In Texas, Christian conservatives on the 15-member elected state board of education are close to a majority. And in states from California and Colorado, the religious Right or their conservative allies are campaigning for elected education jobs.

Critics say these candidates are pushing a message that runs from teaching creationism to implementing voucher systems that would allow parents to use government funds for religious schools.

The biggest teachers union, the National Education Association, recently released a report charging that the religious Right is at the heart of a conservative network mounting a “state-by-state assault on public education” as well as unions themselves.

Conservatives respond that such charges are scare-mongering, and say they are simply in the business of improving education.
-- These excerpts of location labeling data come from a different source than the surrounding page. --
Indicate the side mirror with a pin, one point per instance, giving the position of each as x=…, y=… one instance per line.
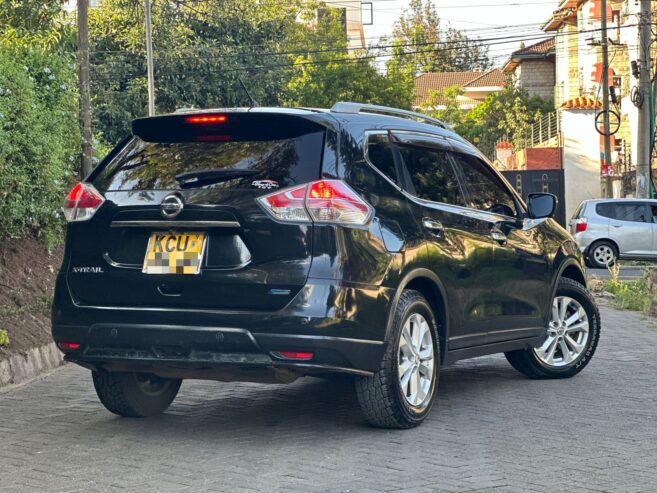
x=541, y=205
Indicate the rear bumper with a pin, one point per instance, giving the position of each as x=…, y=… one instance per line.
x=222, y=345
x=216, y=353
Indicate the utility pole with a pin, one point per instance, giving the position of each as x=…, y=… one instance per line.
x=644, y=151
x=608, y=183
x=83, y=86
x=149, y=59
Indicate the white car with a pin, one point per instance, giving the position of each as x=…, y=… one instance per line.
x=611, y=229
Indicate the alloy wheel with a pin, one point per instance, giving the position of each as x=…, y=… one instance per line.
x=416, y=360
x=567, y=334
x=604, y=255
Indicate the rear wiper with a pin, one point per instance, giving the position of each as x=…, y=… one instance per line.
x=201, y=178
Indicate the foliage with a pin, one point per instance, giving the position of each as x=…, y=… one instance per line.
x=630, y=295
x=507, y=114
x=4, y=338
x=39, y=139
x=422, y=44
x=202, y=49
x=321, y=77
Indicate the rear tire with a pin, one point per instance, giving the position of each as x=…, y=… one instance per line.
x=135, y=395
x=581, y=330
x=401, y=392
x=603, y=254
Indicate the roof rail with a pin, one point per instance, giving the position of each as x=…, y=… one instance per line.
x=355, y=108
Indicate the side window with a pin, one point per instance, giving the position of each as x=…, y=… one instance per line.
x=379, y=154
x=432, y=175
x=630, y=212
x=485, y=190
x=605, y=210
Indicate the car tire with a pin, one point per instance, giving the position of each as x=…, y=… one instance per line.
x=601, y=250
x=135, y=395
x=565, y=333
x=411, y=361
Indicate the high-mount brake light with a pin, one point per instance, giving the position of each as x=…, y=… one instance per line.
x=68, y=346
x=323, y=201
x=207, y=119
x=82, y=202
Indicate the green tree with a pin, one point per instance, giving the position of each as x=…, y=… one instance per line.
x=507, y=114
x=39, y=135
x=422, y=44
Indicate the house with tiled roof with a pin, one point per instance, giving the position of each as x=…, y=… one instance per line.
x=533, y=68
x=476, y=87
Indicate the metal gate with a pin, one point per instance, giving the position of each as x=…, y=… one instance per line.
x=540, y=180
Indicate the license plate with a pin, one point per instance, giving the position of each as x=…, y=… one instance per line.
x=174, y=253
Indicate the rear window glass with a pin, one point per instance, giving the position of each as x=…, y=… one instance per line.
x=379, y=153
x=143, y=165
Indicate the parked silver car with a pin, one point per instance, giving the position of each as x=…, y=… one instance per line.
x=608, y=229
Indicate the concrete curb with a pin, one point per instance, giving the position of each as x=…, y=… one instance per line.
x=23, y=367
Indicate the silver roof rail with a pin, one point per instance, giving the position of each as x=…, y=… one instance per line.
x=355, y=108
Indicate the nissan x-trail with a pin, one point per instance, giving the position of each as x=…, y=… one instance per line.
x=265, y=244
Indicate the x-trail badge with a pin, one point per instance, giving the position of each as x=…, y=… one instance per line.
x=171, y=206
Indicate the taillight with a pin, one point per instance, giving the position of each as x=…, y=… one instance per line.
x=298, y=355
x=82, y=202
x=324, y=201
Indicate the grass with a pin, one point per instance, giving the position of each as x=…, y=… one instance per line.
x=4, y=338
x=42, y=306
x=630, y=295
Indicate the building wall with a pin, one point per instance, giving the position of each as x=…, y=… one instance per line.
x=581, y=158
x=537, y=77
Donna Ballard, a preacher’s wife running for the Texas board, told the New York Times recently that she and her fellow right-wingers had made sure that “discipline and phonics are not dirty words any more”. There are nearly four million children in Texas state schools.

Among other initiatives, Christian conservatives have demanded the Texas state government’s education fund sell $40 million (Pounds 25m) worth of shares in the Walt Disney Company, accused of being anti-family because it has opened its theme parks to gay events.

The religious Right has been making its presence felt in school policy since the early 1990s. But, by some accounts, fear of extremism has funnelled more support to moderates, and several of the most active and outspoken Christian conservatives have lost their seats.

But in California, a leading candidate for the schools superintendency in Riverside County, with two million people, is David Wiebe, a California Baptist College professor. He has been grilled at public meetings over comments that creationism should be taught as a theory alongside evolution.

The Republican candidate for the job of California’s superintendent of public instruction, meanwhile, is Gloria Matta Tuchman, an elementary school teacher for 33 years. Ms Tuchman, who led the successful campaign to end bilingual teaching in California schools this year, supports school vouchers, but has otherwise kept to a moderate line. But Howard Ahmanson, a wealthy businessman well-known for his support for conservative Christian causes, has given $175,000 to her campaign.

Tim O’Brien, a staff member with the civil rights watchdog group People for the American Way, cited the Wiebe and Tuchman campaigns as part of an ambitious effort by the religious right to gain control of state education.“The religious right is active in California school races this year at unprecedented levels, reaching to the top of the public education school system,” he said.